Few will argue that the iPad blazed trails at its 2010 introduction, but today's iPad mini is a slightly different story: it's coming to market as a fast follower, a direct response to the perceived success of smaller tablets like the Kindle Fire and, more recently, Google's Nexus 7. In reality, of course, Apple has likely been prototyping the iPad mini since long before the Fire came to retail — but that's of little consequence to consumers who've been seeing Amazon's tablets on shelves for a year.
In some ways, that makes for a more even matchup going into the critical holiday buying season: the Nexus 7 and Fire had a head start. And Apple enters the game at a fascinating time, because the small tablet market is anything but settled. On one end of the spectrum, the Fire range seems to have found its niche as a series of relatively affordable content consumption devices that start at just $159.
The same can't be said for Google's turbulent foray into tablets.
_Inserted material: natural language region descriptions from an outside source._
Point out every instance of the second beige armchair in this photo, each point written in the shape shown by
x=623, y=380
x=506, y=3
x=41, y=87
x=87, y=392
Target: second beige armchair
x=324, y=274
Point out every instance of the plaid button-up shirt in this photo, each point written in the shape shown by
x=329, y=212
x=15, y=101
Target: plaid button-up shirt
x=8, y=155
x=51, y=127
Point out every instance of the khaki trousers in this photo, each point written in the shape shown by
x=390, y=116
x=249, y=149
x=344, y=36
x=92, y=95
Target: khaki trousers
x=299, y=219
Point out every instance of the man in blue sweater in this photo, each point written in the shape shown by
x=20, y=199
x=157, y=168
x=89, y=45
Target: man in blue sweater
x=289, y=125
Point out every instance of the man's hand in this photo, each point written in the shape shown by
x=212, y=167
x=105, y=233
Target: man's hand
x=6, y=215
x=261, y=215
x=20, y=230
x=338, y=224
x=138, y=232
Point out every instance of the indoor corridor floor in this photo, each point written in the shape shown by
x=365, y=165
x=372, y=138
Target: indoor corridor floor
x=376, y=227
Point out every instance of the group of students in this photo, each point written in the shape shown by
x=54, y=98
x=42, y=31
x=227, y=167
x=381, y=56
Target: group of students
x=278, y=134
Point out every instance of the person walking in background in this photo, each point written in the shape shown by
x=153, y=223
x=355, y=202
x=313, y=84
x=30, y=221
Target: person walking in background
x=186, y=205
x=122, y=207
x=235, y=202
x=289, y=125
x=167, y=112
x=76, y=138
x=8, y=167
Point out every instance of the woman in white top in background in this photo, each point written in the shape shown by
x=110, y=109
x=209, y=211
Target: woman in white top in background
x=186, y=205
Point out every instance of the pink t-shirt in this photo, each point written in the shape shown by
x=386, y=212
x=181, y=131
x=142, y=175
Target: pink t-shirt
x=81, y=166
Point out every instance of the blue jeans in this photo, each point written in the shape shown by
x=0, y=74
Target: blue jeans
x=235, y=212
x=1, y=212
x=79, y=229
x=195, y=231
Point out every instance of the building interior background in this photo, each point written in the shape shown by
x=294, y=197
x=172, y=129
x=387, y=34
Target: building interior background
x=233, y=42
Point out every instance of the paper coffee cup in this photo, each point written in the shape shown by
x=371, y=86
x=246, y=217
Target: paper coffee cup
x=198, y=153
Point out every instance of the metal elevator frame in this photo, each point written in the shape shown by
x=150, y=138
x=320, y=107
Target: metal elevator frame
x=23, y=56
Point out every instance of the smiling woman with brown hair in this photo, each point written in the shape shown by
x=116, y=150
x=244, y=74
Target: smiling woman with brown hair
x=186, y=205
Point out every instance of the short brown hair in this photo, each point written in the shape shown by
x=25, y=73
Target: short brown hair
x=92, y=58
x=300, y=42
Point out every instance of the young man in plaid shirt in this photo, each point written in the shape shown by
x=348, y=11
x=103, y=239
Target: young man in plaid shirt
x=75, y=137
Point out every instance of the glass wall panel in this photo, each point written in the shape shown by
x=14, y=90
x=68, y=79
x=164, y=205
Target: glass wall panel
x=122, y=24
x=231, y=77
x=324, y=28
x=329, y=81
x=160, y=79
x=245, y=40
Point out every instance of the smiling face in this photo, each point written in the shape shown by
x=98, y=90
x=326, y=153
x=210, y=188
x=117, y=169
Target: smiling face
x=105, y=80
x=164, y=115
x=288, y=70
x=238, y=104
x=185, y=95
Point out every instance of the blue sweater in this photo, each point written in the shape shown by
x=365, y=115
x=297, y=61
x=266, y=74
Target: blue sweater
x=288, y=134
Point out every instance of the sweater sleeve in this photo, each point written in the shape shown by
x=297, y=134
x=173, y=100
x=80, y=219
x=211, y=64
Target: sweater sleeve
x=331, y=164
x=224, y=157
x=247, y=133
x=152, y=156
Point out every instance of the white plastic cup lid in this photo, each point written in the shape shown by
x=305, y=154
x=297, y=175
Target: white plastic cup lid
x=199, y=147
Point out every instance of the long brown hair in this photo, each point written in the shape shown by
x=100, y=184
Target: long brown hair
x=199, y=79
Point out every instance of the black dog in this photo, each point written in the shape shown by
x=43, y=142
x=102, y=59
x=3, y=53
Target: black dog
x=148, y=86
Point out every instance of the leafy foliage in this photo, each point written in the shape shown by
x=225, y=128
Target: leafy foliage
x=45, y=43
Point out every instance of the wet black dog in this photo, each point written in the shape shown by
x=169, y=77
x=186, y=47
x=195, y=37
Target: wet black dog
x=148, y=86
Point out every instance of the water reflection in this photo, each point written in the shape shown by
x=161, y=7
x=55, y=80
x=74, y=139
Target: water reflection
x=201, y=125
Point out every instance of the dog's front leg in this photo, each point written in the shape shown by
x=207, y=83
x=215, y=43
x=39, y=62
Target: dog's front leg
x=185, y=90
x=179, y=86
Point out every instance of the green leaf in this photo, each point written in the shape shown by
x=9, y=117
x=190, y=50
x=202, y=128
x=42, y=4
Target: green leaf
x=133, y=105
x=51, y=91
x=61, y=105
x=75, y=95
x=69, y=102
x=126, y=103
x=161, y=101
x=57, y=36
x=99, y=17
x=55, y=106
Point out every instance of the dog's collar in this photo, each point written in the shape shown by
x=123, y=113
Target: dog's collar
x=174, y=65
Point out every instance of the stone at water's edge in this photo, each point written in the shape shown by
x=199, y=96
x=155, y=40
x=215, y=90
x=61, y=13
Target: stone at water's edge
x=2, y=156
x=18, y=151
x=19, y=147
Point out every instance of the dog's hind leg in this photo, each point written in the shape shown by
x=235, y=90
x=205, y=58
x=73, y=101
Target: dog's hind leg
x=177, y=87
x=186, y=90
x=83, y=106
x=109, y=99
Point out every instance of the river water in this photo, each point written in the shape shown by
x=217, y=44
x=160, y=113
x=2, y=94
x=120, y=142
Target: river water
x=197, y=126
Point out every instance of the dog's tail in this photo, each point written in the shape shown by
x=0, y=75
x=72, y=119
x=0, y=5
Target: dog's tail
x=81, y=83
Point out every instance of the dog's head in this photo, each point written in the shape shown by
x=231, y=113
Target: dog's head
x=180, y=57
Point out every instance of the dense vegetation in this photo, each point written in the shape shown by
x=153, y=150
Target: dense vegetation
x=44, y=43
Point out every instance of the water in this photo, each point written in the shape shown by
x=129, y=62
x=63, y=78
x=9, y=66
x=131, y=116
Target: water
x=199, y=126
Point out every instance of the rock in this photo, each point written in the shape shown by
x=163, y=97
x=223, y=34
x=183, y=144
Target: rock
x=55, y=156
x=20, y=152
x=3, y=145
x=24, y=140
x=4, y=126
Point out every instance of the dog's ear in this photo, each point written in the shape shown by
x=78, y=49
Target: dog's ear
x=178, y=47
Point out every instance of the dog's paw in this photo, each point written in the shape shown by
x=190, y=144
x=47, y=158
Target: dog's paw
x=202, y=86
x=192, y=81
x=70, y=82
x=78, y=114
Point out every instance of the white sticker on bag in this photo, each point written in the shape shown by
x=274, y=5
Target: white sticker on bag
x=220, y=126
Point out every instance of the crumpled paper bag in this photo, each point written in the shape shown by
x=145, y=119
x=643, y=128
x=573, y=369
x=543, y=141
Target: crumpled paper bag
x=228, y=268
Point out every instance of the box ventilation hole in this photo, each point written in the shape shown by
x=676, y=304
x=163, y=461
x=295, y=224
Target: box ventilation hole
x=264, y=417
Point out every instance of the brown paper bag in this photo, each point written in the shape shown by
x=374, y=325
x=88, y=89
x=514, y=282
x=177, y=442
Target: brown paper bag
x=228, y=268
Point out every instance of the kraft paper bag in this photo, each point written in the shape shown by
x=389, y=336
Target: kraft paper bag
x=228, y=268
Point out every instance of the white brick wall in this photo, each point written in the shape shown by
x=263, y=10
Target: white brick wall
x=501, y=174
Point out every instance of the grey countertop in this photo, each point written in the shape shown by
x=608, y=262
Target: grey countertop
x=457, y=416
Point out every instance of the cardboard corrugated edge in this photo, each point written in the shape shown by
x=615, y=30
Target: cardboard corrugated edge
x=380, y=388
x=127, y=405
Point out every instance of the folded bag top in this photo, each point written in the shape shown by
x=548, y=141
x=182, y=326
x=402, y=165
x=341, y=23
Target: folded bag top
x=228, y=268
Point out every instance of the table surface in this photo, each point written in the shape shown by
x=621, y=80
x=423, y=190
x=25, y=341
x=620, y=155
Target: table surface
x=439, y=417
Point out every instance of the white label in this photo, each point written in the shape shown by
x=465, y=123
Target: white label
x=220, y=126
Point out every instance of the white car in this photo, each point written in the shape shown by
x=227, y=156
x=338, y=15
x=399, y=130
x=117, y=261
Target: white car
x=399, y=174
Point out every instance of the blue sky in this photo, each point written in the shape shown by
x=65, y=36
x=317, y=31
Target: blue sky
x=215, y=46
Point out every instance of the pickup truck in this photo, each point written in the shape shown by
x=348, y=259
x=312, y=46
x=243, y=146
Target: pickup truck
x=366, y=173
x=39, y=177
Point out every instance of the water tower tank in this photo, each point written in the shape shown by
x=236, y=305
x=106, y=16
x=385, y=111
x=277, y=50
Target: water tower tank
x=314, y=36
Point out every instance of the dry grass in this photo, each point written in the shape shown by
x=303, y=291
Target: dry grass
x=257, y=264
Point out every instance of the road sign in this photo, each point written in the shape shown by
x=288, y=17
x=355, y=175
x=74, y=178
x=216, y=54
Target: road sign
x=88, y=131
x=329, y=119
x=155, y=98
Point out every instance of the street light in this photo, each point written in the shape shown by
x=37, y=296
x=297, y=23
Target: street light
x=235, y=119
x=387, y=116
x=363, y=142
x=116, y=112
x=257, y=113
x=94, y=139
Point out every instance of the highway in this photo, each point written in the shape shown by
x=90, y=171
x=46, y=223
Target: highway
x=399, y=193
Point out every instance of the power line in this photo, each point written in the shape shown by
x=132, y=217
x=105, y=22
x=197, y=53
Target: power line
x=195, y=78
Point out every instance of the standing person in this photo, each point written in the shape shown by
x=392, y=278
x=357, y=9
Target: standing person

The arrival of the Nexus 7 was seen both as a refocusing and a retreat
Android 3.0 Honeycomb and the arrival of Google's first officially-sanctioned Android tablets — devices like the Motorola Xoom — were intended to be direct competitors to the 9.7-inch iPad. They fell utterly flat at retail, and the arrival of the Nexus 7 atop Android 4.1 was seen both as a refocusing and a retreat: Google was going after a different market segment altogether. The Nexus 7 was seen as a more thoughtfully-designed Fire running stock Android, which immediately made it more appealing as a general computing device; it had access to Google Play, and it wasn't designed to live within Amazon's walled garden.
The iPad mini was only just announced today, but the rivalry actually goes back several months. The first definitive shot across the bow came on July 3rd, just days after the Nexus 7's unveiling at Google's annual IO developer conference, when Bloomberg ran a report stating that a "smaller, cheaper" iPad would be coming before the end of the year; WSJ followed the next day, pegging September production for a tablet with a screen under eight inches. It's no coincidence: in media circles, Apple is widely assumed to seed "leaked" details on occasion when it's looking to help set the tone of the news cycle. With a smaller iPad just months from availability, Cupertino likely didn't want consumers rushing out to buy one of the first decent 7-inchers on the market, and it presumably took action.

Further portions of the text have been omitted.